Saturday, 26 March 2011

Interstitial landscapes # 1

Stellaria media Kersley Road, London, 7 March 2011

Location east side of Kersley Road (between Dumont and Kynaston)

I have become increasingly interested in what might be termed “interstitial landscapes”. These include an array of “incidental spaces” or “accidental gardens” that are often ignored or overlooked. These spaces exhibit ecological assemblages or natural formations that have developed independently of “design” as conventionally conceived. Examples of “interstitial landscapes” might include empty lots, the sides of railway lines or even micro-niches such as walls or gutters. Since the late 1960s a number of artists have responded to these types of marginal spaces as a way of exploring the meaning of urban space in new ways. Since the 1950s urban ecologists, and especially botanists, have been studying “ruderal” sites characterized by adventitious plants and new landscape typologies. In a European context these sites were originally associated with catastrophic events such as the creation of “bomb sites” through aerial warfare but by the 1970s the effects of de-industrialization and demographic decline were also leaving their mark on urban landscapes.

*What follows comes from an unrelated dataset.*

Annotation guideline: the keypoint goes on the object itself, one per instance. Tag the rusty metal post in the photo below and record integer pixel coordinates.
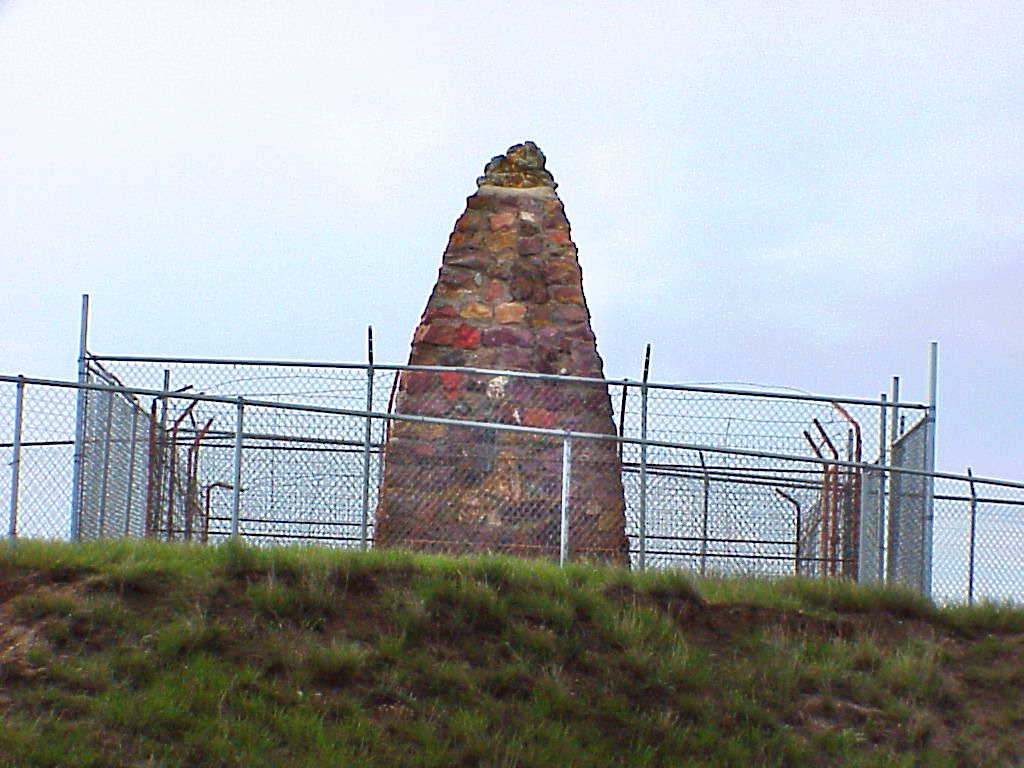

Among the artists who have studied these marginal spaces Gordon Matta-Clark is especially interesting. In the early 1970s Matta-Clark became intrigued by New York City’s periodic auctions of so-called “gutterspace” comprising seemingly unusable fragments of land. He acquired 15 small sites as the basis for a project entitled “Fake estates” which involved taking photographs, along with the acquisition of deeds, surveys and other documentation to produce a detailed visual and cartographic compendium of marginality. Though never shown during his lifetime these photographs have occasionally been on public display such as the Queens Museum, New York, in 2005 and more recently as part of an excellent show at London’s Barbican (which also features two other pivotal figures from the 1970s New York cultural scene, Laurie Anderson and Trisha Brown).

Feeling inspired by seeing Matta-Clark’s works at the Barbican I wandered around my own neighbourhood in north London and took some photographs of anomalous spaces or “weeds” that had colonized the streets. I became conscious of the precarious balance between a certain kind of order reflected in maps, title deeds and other records of spatial structure and ownership, and a kind of largely unnoticed and ubiquitous disorder reflected in specks of rust, litter, plants, crumbling walls, peeling paint, broken tiles and other elements of everyday space. In particular I observed a precarious space that extends beyond clearly demarcated lines such as homes or shop fronts where the jumbled and increasingly vague responsibilities of municipal authorities, utility companies and others combine to produce a neglected zone. What does it mean to say that a space is unimportant? Or that a plant growing by the roadside is just a “weed” with no aesthetic or cultural value?